Fręch nieustanie potwierdza wysoką formę, jaką prezentuje od kilku tygodniu, a w poniedziałek zadebiutowała w TOP 30 rankingu WTA - jest 27. Dwa dni później po raz pierwszy w karierze pokonała zawodniczkę z TOP 10 na świecie, w ciągu dwóch godzin i dziewięciu minut.
Już w trzecim gemie Polka przełamała podanie rywalki, ale ta natychmiast zrewanżowała się jej tym samym. Potem obie pewnie wygrywały swoje gemy, aż zawodniczka LOTO PZT Team zdobyła drugiego tego dnia „breaka” na 5:4 i tym razem już nie wypuściła z rąk tej przewagi, a na dodatek zdobyła „na sucho” własny serwis i przy pierwszym setbolu rozstrzygnęła losy trwającej 42 minuty partii 6:4.
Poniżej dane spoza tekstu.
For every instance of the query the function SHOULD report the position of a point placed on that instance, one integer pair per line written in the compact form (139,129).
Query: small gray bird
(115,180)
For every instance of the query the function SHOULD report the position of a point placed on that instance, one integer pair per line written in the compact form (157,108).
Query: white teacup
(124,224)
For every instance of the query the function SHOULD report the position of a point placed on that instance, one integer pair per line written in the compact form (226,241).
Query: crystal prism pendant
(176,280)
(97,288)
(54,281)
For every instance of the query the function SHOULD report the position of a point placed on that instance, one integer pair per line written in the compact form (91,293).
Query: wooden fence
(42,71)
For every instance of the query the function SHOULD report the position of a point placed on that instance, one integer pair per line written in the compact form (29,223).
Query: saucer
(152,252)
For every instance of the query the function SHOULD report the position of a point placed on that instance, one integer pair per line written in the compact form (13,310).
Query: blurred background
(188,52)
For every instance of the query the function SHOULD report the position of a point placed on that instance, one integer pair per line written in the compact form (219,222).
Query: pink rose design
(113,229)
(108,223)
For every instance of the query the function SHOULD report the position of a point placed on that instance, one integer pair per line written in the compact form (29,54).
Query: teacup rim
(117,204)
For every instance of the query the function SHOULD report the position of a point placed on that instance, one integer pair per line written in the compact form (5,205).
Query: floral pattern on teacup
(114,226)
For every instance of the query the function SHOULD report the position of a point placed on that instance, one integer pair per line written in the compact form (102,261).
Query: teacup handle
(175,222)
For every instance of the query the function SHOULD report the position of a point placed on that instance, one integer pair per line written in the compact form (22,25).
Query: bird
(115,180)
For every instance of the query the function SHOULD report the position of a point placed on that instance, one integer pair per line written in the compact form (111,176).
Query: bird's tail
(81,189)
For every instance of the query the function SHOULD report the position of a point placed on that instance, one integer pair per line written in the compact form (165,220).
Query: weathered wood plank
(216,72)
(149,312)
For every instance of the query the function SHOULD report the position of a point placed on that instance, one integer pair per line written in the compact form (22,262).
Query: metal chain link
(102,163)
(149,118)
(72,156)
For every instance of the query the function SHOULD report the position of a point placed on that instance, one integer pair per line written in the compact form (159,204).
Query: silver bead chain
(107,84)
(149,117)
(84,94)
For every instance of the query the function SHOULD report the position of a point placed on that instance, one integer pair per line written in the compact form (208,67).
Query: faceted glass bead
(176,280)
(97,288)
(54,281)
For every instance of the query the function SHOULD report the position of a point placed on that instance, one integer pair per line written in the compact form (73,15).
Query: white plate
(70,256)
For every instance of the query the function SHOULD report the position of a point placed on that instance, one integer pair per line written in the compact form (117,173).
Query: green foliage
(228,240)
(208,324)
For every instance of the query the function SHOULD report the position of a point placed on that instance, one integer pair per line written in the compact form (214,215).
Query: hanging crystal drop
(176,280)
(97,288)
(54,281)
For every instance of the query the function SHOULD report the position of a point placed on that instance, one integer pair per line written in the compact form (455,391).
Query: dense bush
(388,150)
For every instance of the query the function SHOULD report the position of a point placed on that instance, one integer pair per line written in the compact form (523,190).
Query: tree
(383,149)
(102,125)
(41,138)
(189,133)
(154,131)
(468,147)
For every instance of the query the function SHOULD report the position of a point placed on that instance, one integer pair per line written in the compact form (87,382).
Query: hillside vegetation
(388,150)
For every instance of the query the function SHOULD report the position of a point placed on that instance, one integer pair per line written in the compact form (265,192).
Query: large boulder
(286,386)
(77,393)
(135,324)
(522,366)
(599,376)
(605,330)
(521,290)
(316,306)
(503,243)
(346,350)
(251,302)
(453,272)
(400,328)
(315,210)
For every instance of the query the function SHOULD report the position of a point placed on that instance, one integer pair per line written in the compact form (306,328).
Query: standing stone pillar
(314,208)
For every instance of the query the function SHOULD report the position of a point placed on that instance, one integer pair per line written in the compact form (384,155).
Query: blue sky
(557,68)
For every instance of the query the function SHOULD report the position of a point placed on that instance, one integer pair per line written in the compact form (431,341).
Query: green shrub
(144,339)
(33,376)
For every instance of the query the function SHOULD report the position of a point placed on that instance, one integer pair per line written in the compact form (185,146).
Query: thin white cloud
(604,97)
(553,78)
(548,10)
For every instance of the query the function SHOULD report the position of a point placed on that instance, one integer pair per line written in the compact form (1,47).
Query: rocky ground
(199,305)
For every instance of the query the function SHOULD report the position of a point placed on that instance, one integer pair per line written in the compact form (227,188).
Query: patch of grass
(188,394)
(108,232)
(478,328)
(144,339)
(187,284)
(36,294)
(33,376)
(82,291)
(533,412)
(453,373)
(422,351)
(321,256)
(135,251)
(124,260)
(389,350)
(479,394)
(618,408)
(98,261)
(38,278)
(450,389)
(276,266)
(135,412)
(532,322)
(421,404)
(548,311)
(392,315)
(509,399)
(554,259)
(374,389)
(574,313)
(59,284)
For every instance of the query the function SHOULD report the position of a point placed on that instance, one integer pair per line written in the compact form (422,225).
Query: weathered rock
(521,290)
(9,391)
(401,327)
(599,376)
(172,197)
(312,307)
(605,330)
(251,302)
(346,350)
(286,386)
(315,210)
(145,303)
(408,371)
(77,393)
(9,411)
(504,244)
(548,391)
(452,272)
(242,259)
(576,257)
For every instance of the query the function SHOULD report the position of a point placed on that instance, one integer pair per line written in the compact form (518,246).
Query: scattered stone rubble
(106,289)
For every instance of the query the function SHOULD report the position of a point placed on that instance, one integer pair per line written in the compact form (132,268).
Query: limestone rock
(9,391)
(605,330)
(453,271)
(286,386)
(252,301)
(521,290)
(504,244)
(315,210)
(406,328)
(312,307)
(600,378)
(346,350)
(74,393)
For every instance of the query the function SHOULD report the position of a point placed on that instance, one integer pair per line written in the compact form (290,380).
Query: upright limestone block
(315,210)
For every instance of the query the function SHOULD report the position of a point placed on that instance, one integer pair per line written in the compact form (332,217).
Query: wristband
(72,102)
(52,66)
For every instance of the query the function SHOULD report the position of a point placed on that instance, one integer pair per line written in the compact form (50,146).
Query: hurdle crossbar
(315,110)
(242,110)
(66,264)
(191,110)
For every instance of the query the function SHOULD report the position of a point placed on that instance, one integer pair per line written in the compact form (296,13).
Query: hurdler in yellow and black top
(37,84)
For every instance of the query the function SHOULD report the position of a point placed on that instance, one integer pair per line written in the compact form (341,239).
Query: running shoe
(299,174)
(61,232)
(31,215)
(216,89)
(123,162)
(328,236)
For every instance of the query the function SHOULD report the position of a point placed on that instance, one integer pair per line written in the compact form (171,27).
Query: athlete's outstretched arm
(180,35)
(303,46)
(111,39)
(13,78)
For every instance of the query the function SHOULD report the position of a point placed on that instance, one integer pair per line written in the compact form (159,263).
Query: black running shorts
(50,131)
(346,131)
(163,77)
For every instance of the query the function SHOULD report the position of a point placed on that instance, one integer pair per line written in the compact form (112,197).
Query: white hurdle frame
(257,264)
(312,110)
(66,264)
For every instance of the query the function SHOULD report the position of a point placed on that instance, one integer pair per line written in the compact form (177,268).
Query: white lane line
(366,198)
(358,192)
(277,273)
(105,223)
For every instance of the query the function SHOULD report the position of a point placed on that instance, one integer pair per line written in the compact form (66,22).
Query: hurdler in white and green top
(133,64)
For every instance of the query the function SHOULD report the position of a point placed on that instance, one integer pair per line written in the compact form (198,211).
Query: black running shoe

W drugiej doszło do nieoczekiwanej serii siedmiu kolejnych „breaków”. Chociaż Magdalena trzykrotnie odpowiadała przeciwniczce przełamaniem powrotnym, to nie zdołała doprowadzić do remisu, a jej pogoń zakończyła się przegranym setem 3:6. Najbardziej szkoda dziewiątego gema, w którym przy 3:5 i podaniu Navarro, nie wykorzystała dwóch „break pointów” od stanu 40-15. W sumie straciła wtedy cztery kolejne punkty i straciła seta po kolejnych 47 minutach gry.
Dla odmiany w decydującej partii Fręch znowu świetnie serwowała, podobnie jak na początku tego spotkania. Na dodatek sama zdobyła jedynego w niej „breaka” na 3:1 i potem nie dała ani jednej szansy rywalce na odwrócenie losów tego pojedynku.
Chociaż prowadząc 5:2 nie wykorzystała przy podaniu rywalki jednej piłki meczowej, to kilka minut później przypieczętowała awans do 1/8 finału przy drugiej wypracowanej okazji. W trzeciej rundzie Polka spotka się z rozstawioną z numerem dziewiątym Brazylijką Beatriz Haddad Maią, aktualnie 12. w rankingu WTA.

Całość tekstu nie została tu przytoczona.